DHAKA (Reuters) - Bangladesh has proposed the setting up of an environment court with powers to jail polluters for up to five years, officials said Tuesday.

They said the plan was endorsed by the cabinet at a meeting chaired by Prime Minister Sheikh Hasina Monday, and would soon be put before parliament for approval.

Any citizen would be allowed to file a case in the court -- with its headquarters in Dhaka and branches across the country. Targets could include factory owners and builders who illegally grab land and waterways.

All four of Bangladesh's major rivers, including the Buriganga that provide a lifeline to millions of people in and around Dhaka, have been heavily polluted by industrial and human waste, killing fish and leaving the water unfit for use.

Environmental protection groups have made a series of protests in recent years against such abuses of waterways, while city planners have demanded the reclamation of dozens of canals and parks that had bee illegally occupied and built over.

The proposed court would have the power to jail offenders for up to five years and impose half a million taka ($7,000) fine, said Abul Kalam Azad, press secretary to the prime minister.
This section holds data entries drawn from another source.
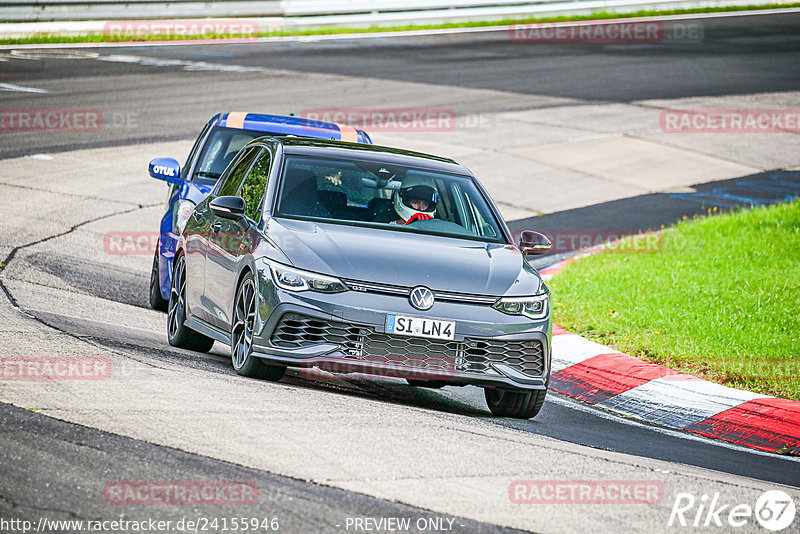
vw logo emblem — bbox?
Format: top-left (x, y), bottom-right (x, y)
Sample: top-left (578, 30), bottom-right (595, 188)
top-left (408, 286), bottom-right (434, 310)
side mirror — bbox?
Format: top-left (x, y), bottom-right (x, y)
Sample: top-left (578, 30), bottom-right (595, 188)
top-left (208, 197), bottom-right (245, 221)
top-left (147, 158), bottom-right (181, 185)
top-left (519, 230), bottom-right (553, 255)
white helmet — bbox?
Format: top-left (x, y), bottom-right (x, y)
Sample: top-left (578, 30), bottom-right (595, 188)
top-left (392, 175), bottom-right (439, 221)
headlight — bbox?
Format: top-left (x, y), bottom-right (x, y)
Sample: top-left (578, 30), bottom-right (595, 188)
top-left (266, 261), bottom-right (347, 293)
top-left (493, 293), bottom-right (549, 319)
top-left (172, 200), bottom-right (194, 234)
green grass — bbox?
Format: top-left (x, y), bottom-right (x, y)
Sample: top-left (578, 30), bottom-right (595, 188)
top-left (551, 200), bottom-right (800, 400)
top-left (0, 2), bottom-right (800, 45)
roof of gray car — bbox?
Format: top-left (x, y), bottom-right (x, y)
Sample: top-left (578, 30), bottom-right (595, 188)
top-left (252, 136), bottom-right (470, 174)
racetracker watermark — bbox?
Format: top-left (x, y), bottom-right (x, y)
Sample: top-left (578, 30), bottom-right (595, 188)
top-left (0, 109), bottom-right (139, 133)
top-left (0, 108), bottom-right (103, 132)
top-left (659, 109), bottom-right (800, 133)
top-left (0, 356), bottom-right (111, 380)
top-left (508, 20), bottom-right (704, 44)
top-left (514, 230), bottom-right (664, 254)
top-left (103, 481), bottom-right (258, 506)
top-left (508, 480), bottom-right (664, 504)
top-left (103, 231), bottom-right (256, 256)
top-left (103, 19), bottom-right (259, 41)
top-left (300, 108), bottom-right (495, 132)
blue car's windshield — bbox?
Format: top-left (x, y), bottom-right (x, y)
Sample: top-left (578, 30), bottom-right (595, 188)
top-left (191, 126), bottom-right (266, 185)
top-left (276, 156), bottom-right (504, 243)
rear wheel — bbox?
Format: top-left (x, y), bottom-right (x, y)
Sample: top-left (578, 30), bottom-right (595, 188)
top-left (167, 256), bottom-right (214, 352)
top-left (150, 247), bottom-right (169, 311)
top-left (483, 388), bottom-right (547, 419)
top-left (231, 273), bottom-right (286, 380)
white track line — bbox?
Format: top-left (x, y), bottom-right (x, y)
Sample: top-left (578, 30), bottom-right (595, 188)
top-left (0, 83), bottom-right (50, 93)
top-left (546, 391), bottom-right (800, 463)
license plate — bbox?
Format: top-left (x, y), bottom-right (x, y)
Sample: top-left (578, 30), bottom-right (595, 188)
top-left (386, 313), bottom-right (456, 339)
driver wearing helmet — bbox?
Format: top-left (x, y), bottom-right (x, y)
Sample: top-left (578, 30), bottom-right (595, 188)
top-left (391, 177), bottom-right (439, 225)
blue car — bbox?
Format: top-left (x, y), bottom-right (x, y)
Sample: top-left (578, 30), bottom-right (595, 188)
top-left (149, 112), bottom-right (372, 311)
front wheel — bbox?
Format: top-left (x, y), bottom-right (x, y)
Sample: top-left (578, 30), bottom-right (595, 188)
top-left (483, 388), bottom-right (547, 419)
top-left (231, 273), bottom-right (286, 380)
top-left (150, 247), bottom-right (169, 311)
top-left (167, 256), bottom-right (214, 352)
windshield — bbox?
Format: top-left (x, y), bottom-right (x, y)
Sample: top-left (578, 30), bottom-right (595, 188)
top-left (191, 127), bottom-right (267, 185)
top-left (276, 156), bottom-right (504, 243)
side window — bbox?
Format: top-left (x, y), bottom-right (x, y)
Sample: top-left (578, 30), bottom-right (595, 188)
top-left (216, 147), bottom-right (259, 197)
top-left (239, 150), bottom-right (272, 222)
top-left (181, 124), bottom-right (210, 180)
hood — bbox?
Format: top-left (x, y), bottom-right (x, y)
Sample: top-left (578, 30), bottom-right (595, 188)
top-left (267, 219), bottom-right (542, 296)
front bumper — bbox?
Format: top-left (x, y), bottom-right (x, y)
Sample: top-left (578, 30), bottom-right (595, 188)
top-left (253, 274), bottom-right (552, 390)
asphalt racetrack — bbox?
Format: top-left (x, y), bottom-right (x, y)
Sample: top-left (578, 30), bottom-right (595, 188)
top-left (0, 9), bottom-right (800, 532)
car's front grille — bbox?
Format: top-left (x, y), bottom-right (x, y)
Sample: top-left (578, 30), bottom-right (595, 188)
top-left (271, 313), bottom-right (544, 376)
top-left (342, 278), bottom-right (499, 306)
top-left (464, 339), bottom-right (544, 376)
top-left (271, 313), bottom-right (362, 349)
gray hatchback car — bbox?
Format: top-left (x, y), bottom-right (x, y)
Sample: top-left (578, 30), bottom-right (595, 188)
top-left (167, 137), bottom-right (552, 418)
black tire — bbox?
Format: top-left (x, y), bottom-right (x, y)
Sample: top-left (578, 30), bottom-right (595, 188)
top-left (406, 378), bottom-right (447, 389)
top-left (483, 388), bottom-right (547, 419)
top-left (150, 247), bottom-right (169, 312)
top-left (231, 273), bottom-right (286, 381)
top-left (167, 256), bottom-right (214, 352)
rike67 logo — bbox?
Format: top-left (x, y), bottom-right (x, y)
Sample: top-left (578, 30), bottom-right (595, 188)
top-left (667, 490), bottom-right (797, 532)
Bangladesh already has an environmental protection law with options for lesser punishments but it has been little used, officials said.

"It is a good initiative to have a court with wider powers to save the endangered environment," said Syeda Rizwana Hasan, leader of Bangladesh Environment Lawyers Association. "But how effective it will be remains to be seen."

Others said prosecuting land grabbers and polluters has often been difficult in the past because of widespread corruption.

Pollution is growing alarmingly in Bangladesh, one of the world's most densely populated countries with more than 150 million people. Health officials and doctors say millions of Bangladeshis suffer from pollution-related ailments.

A World Bank study last year said four major rivers near the capital Dhaka receive 1.5 million cubic meters of waste water every day from 7,000 industrial units along their banks and another 0.5 million cubic meters from other sources.

According to the Air Quality Management Project (AQMP), funded by the Bangladesh government and the World Bank, an estimated 15,000 premature deaths, as well as several million cases of pulmonary, respiratory and neurological illness are attributed to poor air quality in Dhaka.

The Department of Environment said the density of airborne particulate matter (PM) reaches 463 micrograms per cubic meter (mcm) in Dhaka city during the dry season (December-March) -- the highest level recorded anywhere in the world.